以下是 Gemini 模型生成图片输出的限制和最佳实践。

  • 图片生成 Gemini 模型支持以下功能:

    • 生成最大尺寸为 1024 像素的 PNG 图片。
    • 生成和修改人物图片。
    • 使用安全过滤器,提供灵活且限制较少的用户体验。
  • 生成图片的 Gemini 模型不支持以下功能:

    • 包括音频或视频输入。
    • 仅生成图片。
      模型将始终返回文本和图片,并且您必须在模型配置中添加 responseModalities: ["TEXT", "IMAGE"]
  • 为获得最佳性能,请使用以下语言:enes-mxja-jpzh-cnhi-in

  • 图片生成可能不会始终触发。

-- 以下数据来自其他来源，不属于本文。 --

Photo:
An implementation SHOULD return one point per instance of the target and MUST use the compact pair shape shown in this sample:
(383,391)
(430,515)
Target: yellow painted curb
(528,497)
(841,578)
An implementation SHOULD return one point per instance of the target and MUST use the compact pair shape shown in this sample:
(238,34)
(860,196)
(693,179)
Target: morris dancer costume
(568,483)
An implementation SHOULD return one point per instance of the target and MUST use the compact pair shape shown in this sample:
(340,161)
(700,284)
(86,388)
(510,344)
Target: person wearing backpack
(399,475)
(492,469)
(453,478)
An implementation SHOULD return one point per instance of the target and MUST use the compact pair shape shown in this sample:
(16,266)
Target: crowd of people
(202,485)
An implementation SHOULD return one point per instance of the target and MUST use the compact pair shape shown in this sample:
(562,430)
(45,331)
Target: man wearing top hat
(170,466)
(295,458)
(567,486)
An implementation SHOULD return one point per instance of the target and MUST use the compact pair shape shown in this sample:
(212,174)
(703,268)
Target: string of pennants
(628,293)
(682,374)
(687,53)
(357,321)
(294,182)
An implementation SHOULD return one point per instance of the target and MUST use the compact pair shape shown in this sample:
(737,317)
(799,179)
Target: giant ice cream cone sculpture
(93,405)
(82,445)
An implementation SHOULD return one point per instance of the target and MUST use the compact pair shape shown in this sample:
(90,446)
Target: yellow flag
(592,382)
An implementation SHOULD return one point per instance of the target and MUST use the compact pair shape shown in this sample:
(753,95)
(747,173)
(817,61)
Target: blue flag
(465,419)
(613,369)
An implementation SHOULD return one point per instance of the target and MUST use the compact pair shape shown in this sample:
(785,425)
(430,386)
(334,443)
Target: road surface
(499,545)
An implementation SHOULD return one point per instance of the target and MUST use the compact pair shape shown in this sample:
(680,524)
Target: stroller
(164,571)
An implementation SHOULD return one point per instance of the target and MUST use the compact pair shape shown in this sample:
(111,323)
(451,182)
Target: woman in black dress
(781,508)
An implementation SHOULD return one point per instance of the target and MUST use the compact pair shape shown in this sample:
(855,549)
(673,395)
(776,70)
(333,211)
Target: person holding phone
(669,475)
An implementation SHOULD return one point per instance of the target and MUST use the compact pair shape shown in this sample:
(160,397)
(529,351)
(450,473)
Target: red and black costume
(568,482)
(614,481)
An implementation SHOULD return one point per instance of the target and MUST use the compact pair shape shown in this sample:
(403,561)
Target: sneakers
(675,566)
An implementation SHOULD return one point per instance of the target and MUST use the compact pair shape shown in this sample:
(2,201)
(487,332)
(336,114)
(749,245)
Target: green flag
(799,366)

以下是一些已知问题:

    • 模型可能只能输出文本。
      尝试明确要求生成图片输出(例如,“生成图片”“在您操作过程中提供图片”“更新图片”)。

    • 模型可能会中途停止生成。
      请重试或尝试使用其他提示。

    • 模型可能会以图片形式生成文本。
      尝试明确要求文本输出。例如,“生成叙事文本及插图”。

  • 为图片生成文字时,如果先生成文字,然后再要求生成包含该文字的图片,Gemini 的效果最好。